WASHINGTON – The United States is woefully unprepared for an outbreak of the SARS respiratory disease, according to a new report, but Maryland county health officials say they have enough trained staff to ward off disaster.
The 160-page report, commissioned by the Centers for Disease Control and Prevention, warns that a U.S. shortage of epidemiologists and public health nurses “will reach a crisis stage” if there is an epidemic of Severe Acute Respiratory Syndrome.
Budget cuts to state and local health departments could also mean “an otherwise containable epidemic may spread rapidly,” the report said.
But local health officials said they are confident they have all the epidemiologists they need — even if there is not one in every county in Maryland — and that nurses are better trained to handle disease outbreaks than they were before the Sept. 11 terrorist attacks.
“We’re getting there,” said Mary Novotny, spokeswoman for the St. Mary’s County Health Department. “Compared to 9/11, we’re 100 percent better.”
Worcester County, for example, does not have an epidemiologist but trains much of the staff in epidemiology, said County Health Officer Debbie Goeller. While Anne Arundel County has only 12 nurses in its communicable disease program, it trains all 193 health department nurses on how to respond to an outbreak, said Evelyn Stein, a spokeswoman for the department.
SARS first appeared earlier this year at a conference in Hong Kong. It eventually infected 8,000 people in 25 countries, killing 780. The closest the disease got to the United States was an outbreak in Toronto.
The virus has been dormant for several months, but health officials warn that a projected severe flu season raises the possibility of an outbreak in the United States.
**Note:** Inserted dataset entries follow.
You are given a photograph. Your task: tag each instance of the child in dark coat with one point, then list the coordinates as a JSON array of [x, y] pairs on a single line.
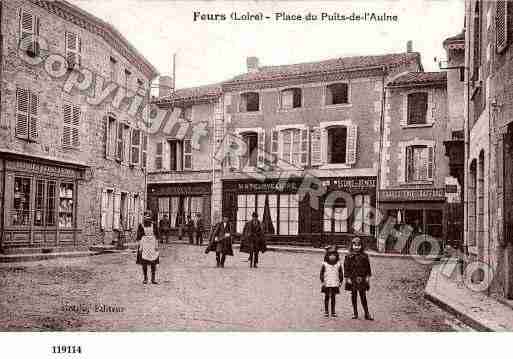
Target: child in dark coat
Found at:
[[357, 272], [331, 279]]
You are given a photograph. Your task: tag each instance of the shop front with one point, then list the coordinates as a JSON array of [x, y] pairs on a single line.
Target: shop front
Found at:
[[289, 214], [424, 210], [178, 201], [39, 203]]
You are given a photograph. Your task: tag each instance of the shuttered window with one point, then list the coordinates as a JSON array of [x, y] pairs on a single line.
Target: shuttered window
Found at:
[[27, 107], [158, 156], [144, 151], [29, 30], [71, 127], [136, 146], [419, 163], [501, 21], [417, 108], [187, 154], [73, 50]]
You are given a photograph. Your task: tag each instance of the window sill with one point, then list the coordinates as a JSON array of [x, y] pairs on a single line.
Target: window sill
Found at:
[[418, 125], [416, 183], [339, 106], [335, 166]]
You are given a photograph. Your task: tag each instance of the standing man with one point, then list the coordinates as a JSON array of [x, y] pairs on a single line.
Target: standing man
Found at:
[[221, 241], [164, 226], [198, 229], [253, 236]]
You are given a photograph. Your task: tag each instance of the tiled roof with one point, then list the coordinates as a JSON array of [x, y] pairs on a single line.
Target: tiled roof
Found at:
[[193, 94], [419, 78], [337, 64]]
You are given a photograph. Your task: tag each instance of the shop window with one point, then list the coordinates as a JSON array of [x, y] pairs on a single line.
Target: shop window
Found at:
[[71, 128], [73, 50], [336, 218], [289, 214], [251, 156], [419, 163], [291, 98], [337, 144], [50, 203], [362, 212], [29, 30], [27, 108], [337, 94], [66, 205], [250, 102], [21, 205], [417, 108], [266, 207]]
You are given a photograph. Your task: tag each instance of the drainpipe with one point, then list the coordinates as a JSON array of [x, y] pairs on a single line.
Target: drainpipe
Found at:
[[381, 130]]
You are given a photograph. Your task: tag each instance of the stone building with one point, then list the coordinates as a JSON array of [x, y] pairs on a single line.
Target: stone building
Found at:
[[72, 163], [489, 138], [305, 133], [413, 163], [183, 180]]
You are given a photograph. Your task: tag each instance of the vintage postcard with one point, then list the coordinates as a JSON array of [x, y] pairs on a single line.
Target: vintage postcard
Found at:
[[255, 166]]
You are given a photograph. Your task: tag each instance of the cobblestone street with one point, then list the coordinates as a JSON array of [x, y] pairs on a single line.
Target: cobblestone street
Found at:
[[282, 294]]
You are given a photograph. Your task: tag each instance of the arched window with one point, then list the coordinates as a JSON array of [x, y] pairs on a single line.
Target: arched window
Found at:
[[337, 144], [250, 102]]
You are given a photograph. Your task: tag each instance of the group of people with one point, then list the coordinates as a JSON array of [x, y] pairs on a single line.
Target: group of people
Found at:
[[193, 227], [356, 270]]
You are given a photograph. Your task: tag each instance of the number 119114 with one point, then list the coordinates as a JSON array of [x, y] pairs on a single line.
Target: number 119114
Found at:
[[66, 349]]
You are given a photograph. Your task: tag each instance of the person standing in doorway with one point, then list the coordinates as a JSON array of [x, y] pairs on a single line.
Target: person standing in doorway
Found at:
[[357, 272], [221, 241], [198, 229], [164, 226], [253, 236]]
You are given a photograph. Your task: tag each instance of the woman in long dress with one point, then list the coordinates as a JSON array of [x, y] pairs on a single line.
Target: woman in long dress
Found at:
[[147, 251]]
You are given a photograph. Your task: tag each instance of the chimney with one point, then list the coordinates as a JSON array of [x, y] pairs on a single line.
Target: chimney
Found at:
[[409, 46], [165, 85], [252, 63]]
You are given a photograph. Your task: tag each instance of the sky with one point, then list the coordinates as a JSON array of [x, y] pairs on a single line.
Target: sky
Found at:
[[213, 51]]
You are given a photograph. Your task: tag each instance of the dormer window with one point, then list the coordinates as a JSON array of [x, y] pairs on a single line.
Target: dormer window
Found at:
[[337, 94], [417, 108], [250, 102], [291, 98]]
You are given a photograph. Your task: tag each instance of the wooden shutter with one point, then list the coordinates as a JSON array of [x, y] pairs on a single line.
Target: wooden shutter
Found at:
[[136, 145], [305, 144], [275, 145], [158, 155], [22, 113], [144, 151], [103, 209], [73, 50], [116, 210], [409, 164], [120, 146], [29, 30], [261, 148], [431, 163], [351, 144], [187, 154], [67, 110], [316, 147], [501, 21]]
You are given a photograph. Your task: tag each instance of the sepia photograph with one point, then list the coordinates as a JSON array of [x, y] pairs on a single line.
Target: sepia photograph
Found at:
[[255, 166]]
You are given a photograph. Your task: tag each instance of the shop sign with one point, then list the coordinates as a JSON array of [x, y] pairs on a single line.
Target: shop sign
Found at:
[[429, 194], [181, 190], [41, 169]]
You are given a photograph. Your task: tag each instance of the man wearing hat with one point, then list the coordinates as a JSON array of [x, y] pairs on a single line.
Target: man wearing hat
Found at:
[[253, 236]]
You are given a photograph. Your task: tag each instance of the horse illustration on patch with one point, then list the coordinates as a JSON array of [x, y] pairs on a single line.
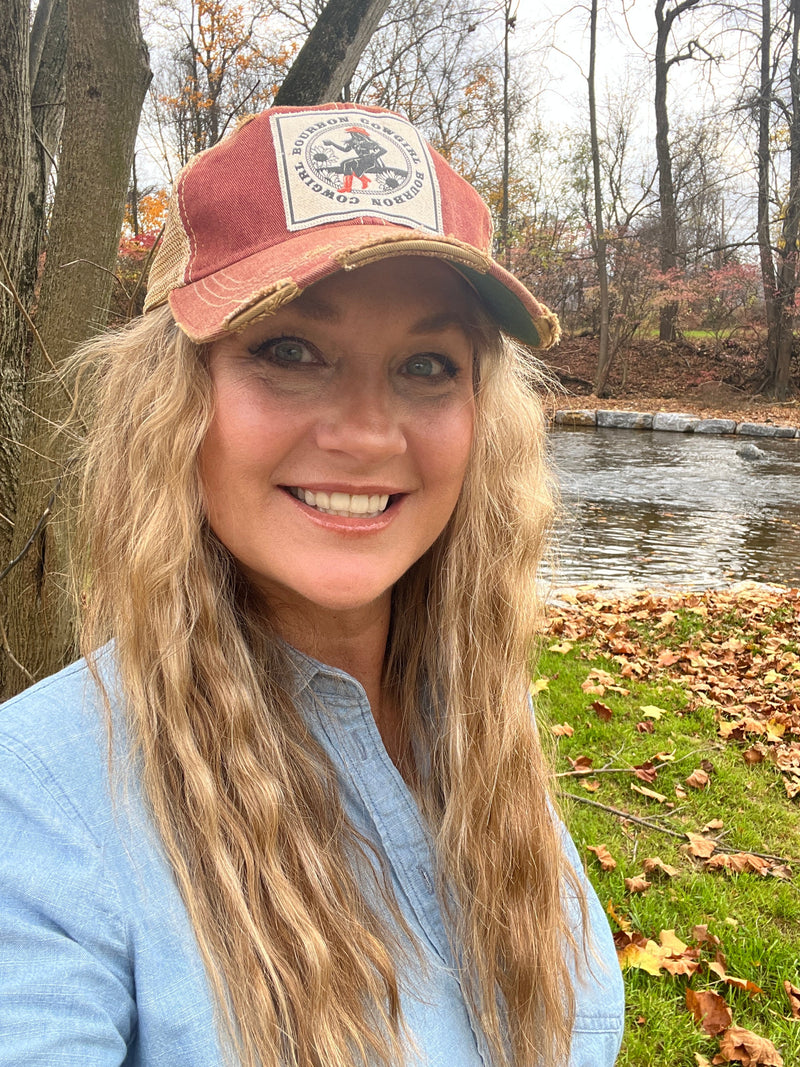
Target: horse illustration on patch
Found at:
[[352, 164]]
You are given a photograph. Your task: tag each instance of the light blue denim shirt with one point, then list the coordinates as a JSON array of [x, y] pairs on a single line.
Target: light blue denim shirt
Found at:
[[98, 961]]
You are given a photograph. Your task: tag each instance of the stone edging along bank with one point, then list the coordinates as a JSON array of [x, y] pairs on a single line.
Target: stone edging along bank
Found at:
[[671, 420]]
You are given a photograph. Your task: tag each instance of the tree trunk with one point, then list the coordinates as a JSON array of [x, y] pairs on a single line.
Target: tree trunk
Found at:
[[765, 244], [789, 247], [31, 112], [506, 136], [330, 56], [107, 76], [17, 179], [668, 239], [604, 360]]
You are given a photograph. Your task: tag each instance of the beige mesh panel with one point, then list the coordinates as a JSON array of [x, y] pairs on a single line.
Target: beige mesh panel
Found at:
[[172, 259]]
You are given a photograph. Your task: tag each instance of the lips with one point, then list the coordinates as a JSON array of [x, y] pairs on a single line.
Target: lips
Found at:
[[344, 505]]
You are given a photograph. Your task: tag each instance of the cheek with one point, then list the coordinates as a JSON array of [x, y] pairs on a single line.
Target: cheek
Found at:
[[448, 445]]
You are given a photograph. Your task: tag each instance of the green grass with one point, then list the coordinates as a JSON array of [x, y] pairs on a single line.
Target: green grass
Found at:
[[756, 919]]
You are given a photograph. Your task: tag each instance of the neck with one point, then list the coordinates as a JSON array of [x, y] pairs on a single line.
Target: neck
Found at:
[[355, 642]]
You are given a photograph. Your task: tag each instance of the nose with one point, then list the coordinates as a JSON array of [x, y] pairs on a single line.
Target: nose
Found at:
[[363, 420]]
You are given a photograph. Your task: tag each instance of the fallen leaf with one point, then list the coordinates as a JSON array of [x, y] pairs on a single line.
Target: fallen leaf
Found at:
[[649, 793], [794, 994], [698, 779], [672, 943], [745, 1047], [644, 958], [645, 771], [656, 865], [667, 658], [606, 859], [719, 969], [562, 730], [709, 1010], [621, 921], [603, 711], [701, 935], [781, 871], [582, 763], [637, 885], [700, 846]]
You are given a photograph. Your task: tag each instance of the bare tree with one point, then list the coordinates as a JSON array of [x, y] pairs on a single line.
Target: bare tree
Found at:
[[105, 81], [666, 17], [104, 84], [779, 258], [598, 233]]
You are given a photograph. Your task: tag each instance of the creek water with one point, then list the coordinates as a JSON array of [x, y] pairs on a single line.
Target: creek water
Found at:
[[675, 509]]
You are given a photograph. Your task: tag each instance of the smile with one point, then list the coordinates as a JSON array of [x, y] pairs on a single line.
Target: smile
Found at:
[[344, 505]]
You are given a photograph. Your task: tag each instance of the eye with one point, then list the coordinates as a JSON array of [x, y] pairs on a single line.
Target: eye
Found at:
[[286, 351], [429, 366]]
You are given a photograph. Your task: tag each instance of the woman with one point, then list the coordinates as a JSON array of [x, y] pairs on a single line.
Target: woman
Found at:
[[296, 812]]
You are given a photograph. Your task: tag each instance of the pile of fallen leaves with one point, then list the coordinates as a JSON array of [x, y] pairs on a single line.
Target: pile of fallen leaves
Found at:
[[741, 658], [736, 652], [704, 957]]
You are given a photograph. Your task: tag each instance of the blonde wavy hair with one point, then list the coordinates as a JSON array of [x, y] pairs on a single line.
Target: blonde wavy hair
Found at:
[[304, 971]]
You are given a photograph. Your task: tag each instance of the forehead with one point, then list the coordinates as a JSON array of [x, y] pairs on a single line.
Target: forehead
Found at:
[[426, 292]]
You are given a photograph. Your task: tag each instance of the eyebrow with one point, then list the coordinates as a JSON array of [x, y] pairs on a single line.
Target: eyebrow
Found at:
[[438, 322], [313, 307]]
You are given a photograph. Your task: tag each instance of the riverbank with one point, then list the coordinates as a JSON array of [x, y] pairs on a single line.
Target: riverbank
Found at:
[[675, 722], [709, 381]]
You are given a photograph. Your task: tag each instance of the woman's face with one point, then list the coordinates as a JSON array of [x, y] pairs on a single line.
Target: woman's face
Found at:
[[341, 432]]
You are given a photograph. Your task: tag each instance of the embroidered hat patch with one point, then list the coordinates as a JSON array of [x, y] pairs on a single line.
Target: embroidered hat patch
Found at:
[[349, 163]]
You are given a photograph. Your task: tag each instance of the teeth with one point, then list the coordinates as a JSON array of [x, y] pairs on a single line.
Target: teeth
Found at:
[[345, 505]]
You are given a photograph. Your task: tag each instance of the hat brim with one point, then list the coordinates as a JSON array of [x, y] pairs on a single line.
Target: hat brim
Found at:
[[255, 287]]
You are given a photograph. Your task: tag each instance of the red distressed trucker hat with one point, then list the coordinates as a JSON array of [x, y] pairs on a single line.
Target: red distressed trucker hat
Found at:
[[294, 194]]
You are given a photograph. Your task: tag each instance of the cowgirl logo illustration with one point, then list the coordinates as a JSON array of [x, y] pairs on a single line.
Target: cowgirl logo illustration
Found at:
[[345, 169]]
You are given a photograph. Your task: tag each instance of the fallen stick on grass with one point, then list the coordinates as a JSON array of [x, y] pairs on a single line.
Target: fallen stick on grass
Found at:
[[664, 829]]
The CDC report said the epidemic highlighted a serious nationwide shortage of epidemiologists and other health professionals.
David Blodgett, a physician-consultant with the Anne Arundel County Health Department, agreed that it was a major feat to find an epidemiologist for his county, which just hired one to fill a slot that had been vacant.
St. Mary’s County does not have an epidemiologist, but “in this day and age,” the county will probably have one eventually, Novotny said. The department had epidemiologists in the past, but did not have a lot of work for them to do, she added.
Short of an epidemic, it might be hard to justify an epidemiologist in every community, said Rod MacRae, a Washington County Health Department spokesman. His county, with more than 130,000 people, does communicable disease surveillance but does not have an epidemiologist. In a county with fewer than 30,000 people, he said, the cost of an epidemiologist would make even less sense.
The report also said poor communication among health officials could hamper response to a SARS outbreak. But MacRae noted that Maryland’s small size allows him to know personally his counterparts in other counties, and that they have gotten into the habit of working with one another.
Many communities have prepared for SARS the way they have prepared for bioterrorism and other communicable diseases, MacRae said.
“It’s like planning a vacation,” he said. “Something will come up that hasn’t been anticipated.”
If a SARS outbreak requires quarantining patients in their homes, for example, someone would have to make sure those patients had enough food to last.
“You tell them to go home, but you need a mechanism to let them stay home,” MacRae said. “You don’t think of that as role of government, but who else?”
Novotny said St. Mary’s Hospital in Leonardtown is prepared for a SARS quarantine, should it ever be needed, and the county has taught emergency medical teams the symptoms of the disease and will encourage them to wear masks if there is an outbreak.
But for now, St. Mary’s County probably will not take any special measures with SARS until there is a report of an actual case nearby, Novotny said. The department does not want the public to overreact.
“It’s very difficult to judge the true threat,” MacRae said. “There’s so much to think about. Why think about something that hasn’t happened yet?”